Now a professor of marine science, Carlton devotes his professional life to studying the relationships between organisms and their environments. And like the other 3,000 ecologists who gathered last week at the Cook Convention Center for the 91st annual Ecological Society of America meeting, Carlton is concerned. He recently took a class to New Orleans to study how Hurricane Katrina affected the nearby bayous, coastal areas, and barrier islands, and said what he saw was sobering. Louisiana is disappearing underwater at the rate of about 18 football fields of land a day due to inadequate levees and to hurricanes fueled by climate change.
The Flyer talked with Carlton to get his prescription for a healthier environment.
-- by Shea O'Rourke
Flyer: How does the Memphis heat make you feel about global warming?
Jim Carlton: (laughs) It's nice and toasty here.
What should we learn from Katrina?
It's a challenge to build on the fragile edge. The land is sinking, and the sea is rising. The most recent study indicates that hurricanes are increasing because of global warming. It's a tricky thing, yet we appreciate and know that this is where people live.
Why should George Bush -- or anyone -- care about the declining habitats of species he's never heard of?
Politicians need to understand the economic links to all this -- that as we mess with the environment, public health is affected. The economy is affected. Quality of life is affected. Even down to the level of the little nematode [worm], these are signals of environmental change. If I see something changing in a little bayou, it's probably a harbinger of things to come.
Environmental awareness seems to be a rising trend: Is green the new black?
Being green is getting greener, so it remains a very popular goal -- especially among industry, because they think if they're greener they'll have more customers. ExxonMobil and Shell want to look green whether they're green or not, so yeah, I think it's certainly part of a much larger environmental movement. No question about it. There are more people today interested and concerned about the environment than ever before, and I don't think it's going to go away.

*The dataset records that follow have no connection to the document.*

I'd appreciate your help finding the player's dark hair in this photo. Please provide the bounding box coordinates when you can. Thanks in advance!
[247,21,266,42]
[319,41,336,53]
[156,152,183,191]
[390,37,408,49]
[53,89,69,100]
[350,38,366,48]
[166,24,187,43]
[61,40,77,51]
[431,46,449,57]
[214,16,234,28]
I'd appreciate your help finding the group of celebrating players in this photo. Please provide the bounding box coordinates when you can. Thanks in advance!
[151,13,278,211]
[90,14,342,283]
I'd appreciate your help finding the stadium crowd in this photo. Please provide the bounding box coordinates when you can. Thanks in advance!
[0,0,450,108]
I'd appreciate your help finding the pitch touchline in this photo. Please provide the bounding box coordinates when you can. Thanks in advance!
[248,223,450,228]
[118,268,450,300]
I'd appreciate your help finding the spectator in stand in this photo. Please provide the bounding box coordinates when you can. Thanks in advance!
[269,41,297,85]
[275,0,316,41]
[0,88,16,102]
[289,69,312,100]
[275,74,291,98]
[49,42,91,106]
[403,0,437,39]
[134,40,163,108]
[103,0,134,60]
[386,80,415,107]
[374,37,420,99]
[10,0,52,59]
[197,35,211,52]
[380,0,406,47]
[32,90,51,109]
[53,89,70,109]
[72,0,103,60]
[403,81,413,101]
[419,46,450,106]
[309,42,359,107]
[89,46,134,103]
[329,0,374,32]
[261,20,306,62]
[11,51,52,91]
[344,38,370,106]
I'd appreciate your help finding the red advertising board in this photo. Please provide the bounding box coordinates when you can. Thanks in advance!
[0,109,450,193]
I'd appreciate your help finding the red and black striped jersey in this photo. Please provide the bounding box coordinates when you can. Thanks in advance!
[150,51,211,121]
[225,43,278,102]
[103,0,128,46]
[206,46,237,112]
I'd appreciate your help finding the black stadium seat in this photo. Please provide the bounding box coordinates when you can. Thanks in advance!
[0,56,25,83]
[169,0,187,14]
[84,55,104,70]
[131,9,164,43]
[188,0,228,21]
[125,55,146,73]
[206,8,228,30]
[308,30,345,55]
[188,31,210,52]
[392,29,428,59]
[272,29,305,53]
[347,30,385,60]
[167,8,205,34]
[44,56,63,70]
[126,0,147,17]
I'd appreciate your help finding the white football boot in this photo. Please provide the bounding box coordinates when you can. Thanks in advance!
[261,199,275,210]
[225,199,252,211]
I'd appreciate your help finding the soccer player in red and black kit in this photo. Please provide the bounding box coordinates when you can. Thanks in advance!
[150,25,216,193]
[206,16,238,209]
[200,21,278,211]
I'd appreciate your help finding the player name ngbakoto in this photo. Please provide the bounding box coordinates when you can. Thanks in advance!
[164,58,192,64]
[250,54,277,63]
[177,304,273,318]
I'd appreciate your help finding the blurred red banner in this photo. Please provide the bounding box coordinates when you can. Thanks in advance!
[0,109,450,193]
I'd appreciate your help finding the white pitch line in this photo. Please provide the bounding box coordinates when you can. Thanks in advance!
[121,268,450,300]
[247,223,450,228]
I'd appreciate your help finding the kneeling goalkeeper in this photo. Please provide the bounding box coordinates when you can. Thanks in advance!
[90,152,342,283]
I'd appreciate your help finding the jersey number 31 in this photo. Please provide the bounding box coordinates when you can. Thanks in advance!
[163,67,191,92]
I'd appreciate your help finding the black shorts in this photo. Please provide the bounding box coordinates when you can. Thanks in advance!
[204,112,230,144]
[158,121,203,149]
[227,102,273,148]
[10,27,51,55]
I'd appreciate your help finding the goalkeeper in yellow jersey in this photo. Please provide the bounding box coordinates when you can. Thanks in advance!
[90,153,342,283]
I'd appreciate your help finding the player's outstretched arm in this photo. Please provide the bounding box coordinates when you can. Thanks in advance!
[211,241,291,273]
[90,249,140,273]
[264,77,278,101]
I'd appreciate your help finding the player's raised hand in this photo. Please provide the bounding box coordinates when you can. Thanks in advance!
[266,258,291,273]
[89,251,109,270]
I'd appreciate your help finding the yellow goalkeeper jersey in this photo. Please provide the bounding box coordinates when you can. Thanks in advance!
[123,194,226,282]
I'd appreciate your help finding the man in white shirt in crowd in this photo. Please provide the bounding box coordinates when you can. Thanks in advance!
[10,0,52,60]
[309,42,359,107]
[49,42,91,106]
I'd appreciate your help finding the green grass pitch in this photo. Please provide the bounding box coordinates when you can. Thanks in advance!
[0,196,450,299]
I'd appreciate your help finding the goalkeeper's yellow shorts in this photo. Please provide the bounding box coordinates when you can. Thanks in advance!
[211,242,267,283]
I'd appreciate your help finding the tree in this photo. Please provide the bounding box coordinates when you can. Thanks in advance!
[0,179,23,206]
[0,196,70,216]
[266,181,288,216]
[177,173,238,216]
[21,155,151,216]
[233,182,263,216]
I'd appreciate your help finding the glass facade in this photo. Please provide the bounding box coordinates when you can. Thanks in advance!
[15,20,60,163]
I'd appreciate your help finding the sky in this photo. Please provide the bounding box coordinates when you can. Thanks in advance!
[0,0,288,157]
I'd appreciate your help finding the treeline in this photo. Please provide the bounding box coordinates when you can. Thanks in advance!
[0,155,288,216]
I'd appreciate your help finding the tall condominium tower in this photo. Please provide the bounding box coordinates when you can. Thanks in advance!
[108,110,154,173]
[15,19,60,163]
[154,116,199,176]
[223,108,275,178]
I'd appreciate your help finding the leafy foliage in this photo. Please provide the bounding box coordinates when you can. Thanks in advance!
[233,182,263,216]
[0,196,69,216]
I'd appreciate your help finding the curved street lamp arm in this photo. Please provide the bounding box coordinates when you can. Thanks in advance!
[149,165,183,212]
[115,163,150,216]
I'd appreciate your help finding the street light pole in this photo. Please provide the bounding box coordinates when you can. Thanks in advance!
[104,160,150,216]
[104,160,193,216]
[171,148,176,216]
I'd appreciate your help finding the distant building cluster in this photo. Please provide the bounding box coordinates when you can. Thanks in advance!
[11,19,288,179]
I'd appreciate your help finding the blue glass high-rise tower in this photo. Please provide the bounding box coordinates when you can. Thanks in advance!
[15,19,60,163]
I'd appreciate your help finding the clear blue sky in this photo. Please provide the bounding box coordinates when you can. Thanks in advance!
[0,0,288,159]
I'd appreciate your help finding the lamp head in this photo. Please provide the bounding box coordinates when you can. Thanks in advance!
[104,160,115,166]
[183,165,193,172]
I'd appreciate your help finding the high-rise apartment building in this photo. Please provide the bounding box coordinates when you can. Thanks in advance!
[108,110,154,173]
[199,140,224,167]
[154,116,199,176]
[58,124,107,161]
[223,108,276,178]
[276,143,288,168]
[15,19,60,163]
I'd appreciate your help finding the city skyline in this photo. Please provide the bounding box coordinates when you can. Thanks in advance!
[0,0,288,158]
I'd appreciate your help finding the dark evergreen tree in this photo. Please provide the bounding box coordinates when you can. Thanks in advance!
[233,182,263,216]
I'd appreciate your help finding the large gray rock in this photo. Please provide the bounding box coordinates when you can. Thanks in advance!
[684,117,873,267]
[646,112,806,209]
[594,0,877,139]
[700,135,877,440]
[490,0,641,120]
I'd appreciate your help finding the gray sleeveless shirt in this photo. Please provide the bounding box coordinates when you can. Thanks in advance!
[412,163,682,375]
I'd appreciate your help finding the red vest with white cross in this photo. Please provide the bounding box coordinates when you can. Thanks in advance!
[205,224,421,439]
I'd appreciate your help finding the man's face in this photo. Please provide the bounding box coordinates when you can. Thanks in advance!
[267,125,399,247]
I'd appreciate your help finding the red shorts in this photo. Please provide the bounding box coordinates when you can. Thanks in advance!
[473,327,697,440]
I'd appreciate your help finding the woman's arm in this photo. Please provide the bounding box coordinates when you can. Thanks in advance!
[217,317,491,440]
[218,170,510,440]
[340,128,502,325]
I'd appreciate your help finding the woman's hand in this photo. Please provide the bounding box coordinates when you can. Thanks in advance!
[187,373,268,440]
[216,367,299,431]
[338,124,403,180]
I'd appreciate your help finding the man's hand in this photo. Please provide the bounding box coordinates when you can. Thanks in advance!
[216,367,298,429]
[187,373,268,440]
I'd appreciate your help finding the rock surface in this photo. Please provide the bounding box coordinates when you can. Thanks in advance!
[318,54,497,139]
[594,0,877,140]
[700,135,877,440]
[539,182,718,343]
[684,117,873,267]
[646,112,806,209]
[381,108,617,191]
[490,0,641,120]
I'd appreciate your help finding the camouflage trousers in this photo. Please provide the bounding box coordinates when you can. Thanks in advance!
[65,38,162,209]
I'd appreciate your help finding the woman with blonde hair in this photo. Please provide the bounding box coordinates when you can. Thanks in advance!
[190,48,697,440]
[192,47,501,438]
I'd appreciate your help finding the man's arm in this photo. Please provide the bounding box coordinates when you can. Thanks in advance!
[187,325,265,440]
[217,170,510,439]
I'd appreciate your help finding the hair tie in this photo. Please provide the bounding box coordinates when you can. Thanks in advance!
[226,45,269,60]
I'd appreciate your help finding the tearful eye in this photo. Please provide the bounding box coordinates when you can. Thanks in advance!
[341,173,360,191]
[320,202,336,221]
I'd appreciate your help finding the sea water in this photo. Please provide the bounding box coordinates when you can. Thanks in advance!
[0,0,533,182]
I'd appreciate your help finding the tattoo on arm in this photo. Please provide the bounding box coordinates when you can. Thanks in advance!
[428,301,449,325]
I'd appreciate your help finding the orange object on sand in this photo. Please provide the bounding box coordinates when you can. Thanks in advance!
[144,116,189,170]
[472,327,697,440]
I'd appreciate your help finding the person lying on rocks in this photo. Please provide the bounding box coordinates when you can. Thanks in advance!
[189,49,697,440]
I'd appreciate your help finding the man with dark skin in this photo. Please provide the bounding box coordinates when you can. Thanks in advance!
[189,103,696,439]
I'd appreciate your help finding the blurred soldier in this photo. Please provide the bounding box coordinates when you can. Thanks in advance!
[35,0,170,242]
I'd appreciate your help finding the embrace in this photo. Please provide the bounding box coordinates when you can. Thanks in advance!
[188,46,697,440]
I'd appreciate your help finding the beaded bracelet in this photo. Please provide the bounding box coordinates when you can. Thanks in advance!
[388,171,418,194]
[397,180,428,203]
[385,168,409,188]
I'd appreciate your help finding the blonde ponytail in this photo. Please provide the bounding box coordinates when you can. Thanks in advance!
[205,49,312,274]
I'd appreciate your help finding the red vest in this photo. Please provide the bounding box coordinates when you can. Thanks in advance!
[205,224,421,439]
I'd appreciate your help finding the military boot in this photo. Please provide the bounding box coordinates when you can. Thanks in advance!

What can the average person actually do?
I think citizen involvement is incredibly important. If you go on a hiking trip or to a lake, you'll never meet a scientist. The eyes and ears of the public are extremely important in letting us know what's going on. The public thinks that scientists know what's going on, but in fact, the first reports of exotic species are often from a fisherman or a hiker, someone who's lived in the same area all their lives and sees something that they've never seen before. So I encourage the public to be very proactive, beyond just writing a letter to your congressman, which most people will not do. They think it has no effect, but in fact, it does.